Review Comment:
The article proposes an approach for context-aware reasoning over
Wikidata, where the context is given by qualifiers on Wikidata
statements. The approach groups qualifiers into several different
categories and consideres a many-sorted first-order logic setting,
where each qualifier category corresponds to a sort and is accompanied
by a background theory, specified in CASL. Built on this, the article
presents several inference rules over qualified statements. Finally, a
possible implementation is outlined where rules are compiled to SPARQL
construct queries, with the background theory implemented as
Javascript functions in the triple store.
I am not particularly happy with the choice to base the approach on
the RDF dumps of Wikidata, rather than on the Wikibase data model
itself. This gives rise to some semantic inaccuracies, such as
calling, e.g., “prov:wasDerivedFrom”, “wikibase:rank”, or “rdf:type”
qualifiers (they are not, but rather encode references (which can,
indeed, have their own qualifiers!), statement ranks, and a variety of
other things in the RDF representation). Furthermore, it excludes,
e.g., the special “no value” value (used, e.g., in conjunction with a
“follows” qualifier to signal the start of a sequence) from some of
the inference rules, as these don't correspond to nodes in the RDF
dump, but rather lead to “stmt a wdno:P…” triples. This RDF influence
is also reflected in Definition 1, where the first three sorts of the
single predicate symbol are all “resource”. However, resource
explicitly includes only Wikidata items (by virtue of mentioning
Q16222597) and “literal denotations” occurring as “subject, object, or
qualifier value in a statement”. In particular, this does not include
other Wikidata entities, such as properties (yet any statement in
Wikidata always has a property in the predicate position, and
properties can also appear as subjects or objects), but also excludes,
e.g., IRIs as objects, while still allowing for, e.g., literals as
subjects (which is neither allowed in Wikidata statements nor in RDF
triples).
Some of the proposed inference rules don't seem to be well-typed
(although I might be misreading the CASL specification, but in that
case clearly some explanation in the article would be required), e.g.,
the marriage and death rule passes the date (of sort resource) to the
interval function, which takes either a instantTime or a duration as
its second argument. Another example are the sequence rules, which
call startTime/endTime (expecting sort timeInterval) on values
returned from extractTime (returning sort time).

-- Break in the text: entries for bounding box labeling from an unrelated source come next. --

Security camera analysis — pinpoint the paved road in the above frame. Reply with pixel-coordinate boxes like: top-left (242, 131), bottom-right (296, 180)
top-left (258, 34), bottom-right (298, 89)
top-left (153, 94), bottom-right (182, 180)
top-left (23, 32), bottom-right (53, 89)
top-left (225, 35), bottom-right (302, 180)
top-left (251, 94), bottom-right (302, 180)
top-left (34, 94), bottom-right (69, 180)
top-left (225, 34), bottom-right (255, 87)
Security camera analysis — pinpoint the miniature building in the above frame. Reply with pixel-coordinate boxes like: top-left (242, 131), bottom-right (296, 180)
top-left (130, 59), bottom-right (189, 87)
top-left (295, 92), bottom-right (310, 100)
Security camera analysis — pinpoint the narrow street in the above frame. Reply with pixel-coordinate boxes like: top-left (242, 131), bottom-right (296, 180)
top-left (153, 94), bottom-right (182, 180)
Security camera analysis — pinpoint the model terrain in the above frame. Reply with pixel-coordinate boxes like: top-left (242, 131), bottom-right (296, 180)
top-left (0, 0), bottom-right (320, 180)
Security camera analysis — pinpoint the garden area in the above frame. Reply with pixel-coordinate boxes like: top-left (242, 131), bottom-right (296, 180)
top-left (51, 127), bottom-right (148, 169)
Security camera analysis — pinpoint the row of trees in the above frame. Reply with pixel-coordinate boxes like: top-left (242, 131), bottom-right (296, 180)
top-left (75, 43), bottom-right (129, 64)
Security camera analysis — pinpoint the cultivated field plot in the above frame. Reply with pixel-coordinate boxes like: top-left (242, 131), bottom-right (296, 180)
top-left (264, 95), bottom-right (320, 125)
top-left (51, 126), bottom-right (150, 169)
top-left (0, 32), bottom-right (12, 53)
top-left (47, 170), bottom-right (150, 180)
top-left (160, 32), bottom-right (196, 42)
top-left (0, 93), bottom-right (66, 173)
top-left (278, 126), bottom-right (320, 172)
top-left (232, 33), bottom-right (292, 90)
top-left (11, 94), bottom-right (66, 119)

Other inference rules don't seem to be particularly useful:
“equivalent property” and “equivalent class” are used on Wikidata
exclusively for alignment with external Ontologies, i.e., they should
(barring modelling errors) never have Wikidata entities as
objects. Thus, e.g., the second “equivalent property” rule will only
ever match if the conclusion is already present in Wikidata, wheres
the first and third rule cannot infer a legal statement.
Yet other inference rules lack explanations for the design choices
made: E.g., why does the “subclass of” rule check that the validity
contexts intersect, but the “subproperty of” rule does not? More
generally, a lot of the material in the article is presented as-is,
without any discussion of the choices and possible trade-offs made. As
another example, the authors mention that the “country” qualifier is
only sometimes used to signal validity, which might suggest that
assigning each qualifier to a single sort is too restrictive (and it
is not immediately obvious to me why having a single sort for all
qualifiers could not work).
I am also wondering what exactly can (and cannot) be expressed in the
proposed formalism. For example, consider the sequence rules and the
Obama example: Suppose we have a statement saying George W. Bush is
replaced by Barrack Obama (with series ordinal 43), and a statement
saying that Donald Trump replaced Barrack Obama (with series ordinal
45), could we have a rule inferring the statement from Figure 1?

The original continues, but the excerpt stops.